Crocodile Lake National Wildlife Refuge (CLNWR) is the first wildlife sanctuary you'll come to at the north end of the Florida Keys.

When you enter Key Largo on US Highway 1 you'll intersect with County Road 905 aka Card Sound Road.

You'll turn north on CR 905 and travel just under 2 miles to the CLNWR at Mile Marker 106.3.

There is no entrance fee since this Florida Keys Refuge is closed to the public. However the adjacent Butterfly Garden is open and is free of charge.

For additional information, the phone number to an offsite office is 305-451-4223.

Crocodile Lake National Wildlife Refuge Sign


Sign For The Crocodile Lake Wildlife Refuge





Wildlife Refuge Habitat

Crocodile Lake is made up of three different habitats. The upland hammock area covers about 1,805 acres, the mangrove forests along the shorelines cover about 4,213 acres, and there are about 668 acres of open water.
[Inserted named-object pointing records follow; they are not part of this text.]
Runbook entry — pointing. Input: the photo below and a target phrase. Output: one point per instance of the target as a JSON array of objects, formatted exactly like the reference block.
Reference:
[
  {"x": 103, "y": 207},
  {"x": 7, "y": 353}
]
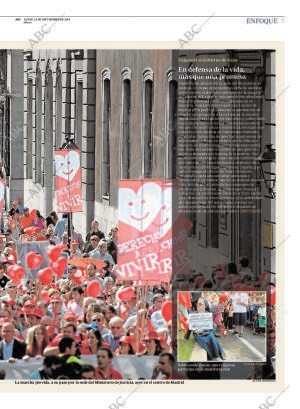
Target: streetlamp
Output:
[
  {"x": 268, "y": 157},
  {"x": 69, "y": 145}
]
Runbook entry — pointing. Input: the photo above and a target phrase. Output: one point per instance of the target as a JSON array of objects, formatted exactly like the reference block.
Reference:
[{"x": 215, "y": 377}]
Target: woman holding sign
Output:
[{"x": 202, "y": 327}]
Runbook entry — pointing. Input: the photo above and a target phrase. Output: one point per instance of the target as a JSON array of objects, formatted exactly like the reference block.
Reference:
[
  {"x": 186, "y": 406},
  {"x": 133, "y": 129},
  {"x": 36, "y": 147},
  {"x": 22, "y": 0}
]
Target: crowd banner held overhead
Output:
[
  {"x": 200, "y": 321},
  {"x": 68, "y": 181},
  {"x": 152, "y": 235}
]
The tropical hardwood hammocks are vital for the protection and survival of numerous butterflies, tree snails, native and numerous migratory birds, reptiles, and mammals.

With the Florida Keys being heavily overdeveloped, the Florida wildlife have physically run out of "living room". Crocodile Lake provides a crucial haven for their survival.

Crocodile Lake National Wildlife Refuge Map

Crocodile Lake National Wildlife Refuge Map
US Department of the Interior





Crocodile Lake
National Wildlife Refuge Facts

The Crocodile Lake National Wildlife Refuge was formed in 1980. This sanctuary is also different from most other preserves because it's not in natural condition. This is due to the fact that this refuge was once destined to be a major housing complex.

This failed Florida Keys project has proved to be somewhat of a bonus, as the area was dredged for canals to provide boat access to the Atlantic Ocean.

The dredging produced large mounds or berms along the canal banks, and these berms have become extremely popular with the American crocodile as part of their nesting area.

Part of the Refuge management's responsibility is to maintain the berms and keep them free of ferns and other damaging plants such as the invasive species, kudzu. In doing so, the vegetation is replaced with peat, a material the crocodiles highly favor for nesting.

Crocodile at Crocodile Lake National Wildlife Refuge


American Crocodile At The Refuge
www.byways.org


Not only do crocodile favor the man made berms, they also nest along the shorelines in the mangrove forests. Their breeding season is from March - October each year.

Another aspect that makes the Crocodile Lake Refuge different from many other protected areas, is that it's completely cordoned off from the general public.

This is because a number of extremely endangered species inhabit the region who also happen to be susceptible to loud noises. Plus, this is a relatively small sanctuary. This means any ratio of humans to land will have a greater negative impact than it would have in a larger sanctuary.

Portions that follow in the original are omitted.